This is basically what happened at the Cretaceous-Tertiary extinction, and as a result the timeline of events for what would likely happen has been discussed to some detail in the scientific literature. Basically, nothing grew for years after the impact, most plant life on earth survived as seeds during this time. However, I cannot find a more specific estimate for how many years it took for new plant life to grow, I would assume at least two based on the link but I have heard estimates of up to a century before plants started growing again (though it would be cool in an apocalyptic way, I am a bit skeptical of this).
The general timeline of events is that herbivorous animals would have started dying out first, due to the loss of their food source. Carnivores would last longer, because they would be able to scavenge on carrion and feed on each other, but eventually they too would eventually dwindle and die out due to lack of food. Larger species would die out first. The animals that survived the K-T the best were those that were part of brown food webs (i.e., rivers) based on the breakdown of detritus as a primary food source rather than green plants, or could switch to feeding on aquatic prey. Others, like mammals, likely hibernated through the extinction (or fed on seeds).

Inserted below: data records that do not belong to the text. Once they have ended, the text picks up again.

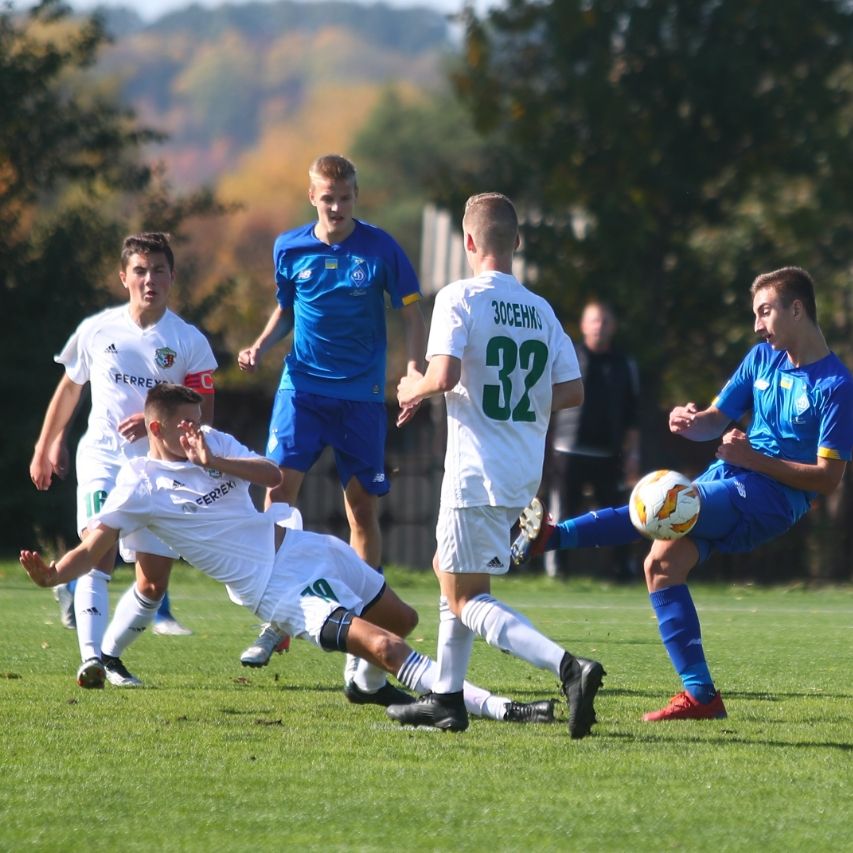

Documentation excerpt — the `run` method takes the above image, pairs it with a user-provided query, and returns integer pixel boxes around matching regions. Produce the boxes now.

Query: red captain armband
[184,370,213,394]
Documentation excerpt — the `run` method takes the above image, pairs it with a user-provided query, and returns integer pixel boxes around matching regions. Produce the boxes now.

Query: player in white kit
[388,193,604,738]
[21,384,553,722]
[30,233,216,687]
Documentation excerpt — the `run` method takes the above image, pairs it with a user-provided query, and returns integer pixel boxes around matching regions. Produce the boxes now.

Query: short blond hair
[308,154,358,189]
[462,193,518,255]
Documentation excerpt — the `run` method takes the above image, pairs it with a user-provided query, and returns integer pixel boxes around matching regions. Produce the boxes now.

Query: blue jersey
[273,220,420,401]
[708,343,853,518]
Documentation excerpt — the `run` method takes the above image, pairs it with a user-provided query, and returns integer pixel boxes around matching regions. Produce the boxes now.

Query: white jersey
[426,272,581,507]
[89,427,302,610]
[55,305,216,456]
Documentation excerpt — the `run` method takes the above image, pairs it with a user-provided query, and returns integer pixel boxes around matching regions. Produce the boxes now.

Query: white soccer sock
[102,583,162,658]
[352,657,388,693]
[462,594,565,678]
[397,651,510,720]
[433,595,474,693]
[74,569,110,661]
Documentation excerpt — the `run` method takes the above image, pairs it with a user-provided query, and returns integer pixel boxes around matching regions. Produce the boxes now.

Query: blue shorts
[267,389,390,495]
[689,465,799,561]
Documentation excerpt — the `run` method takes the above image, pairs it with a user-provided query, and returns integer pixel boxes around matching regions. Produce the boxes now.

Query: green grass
[0,562,853,853]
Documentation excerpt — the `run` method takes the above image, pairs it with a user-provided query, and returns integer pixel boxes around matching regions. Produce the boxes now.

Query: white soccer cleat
[240,622,290,667]
[151,618,192,637]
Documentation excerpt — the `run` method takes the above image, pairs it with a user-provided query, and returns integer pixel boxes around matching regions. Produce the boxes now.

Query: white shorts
[435,506,523,575]
[76,441,178,563]
[257,530,385,646]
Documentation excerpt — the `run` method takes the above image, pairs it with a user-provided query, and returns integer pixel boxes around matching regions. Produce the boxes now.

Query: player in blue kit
[513,267,853,722]
[238,154,426,695]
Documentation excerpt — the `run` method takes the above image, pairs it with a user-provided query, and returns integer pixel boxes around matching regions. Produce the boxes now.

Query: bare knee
[643,538,699,592]
[362,630,409,672]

The only difference is in your scenario the plants never came back. Eventually the brown food webs would fail because there was no longer organic matter being introduced into aquatic ecosystems. Small hibernators would wake up only to starve to death in the absence of food. Given that all plant life on Earth was nearly wiped out by the K-T extinction and yet we didn't all choke to death, it seems safe to assume that everything would die of starvation long before any lack of oxygen.
The question is are you counting non-plant photosynthesizers like cyanobacteria, algae, and phytoplankton as plants. Marine photosynthesizers produce 85% of the world's oxygen, and if you only wiped out all land plants life on land would be devastated but aquatic life would eventually continue with little change.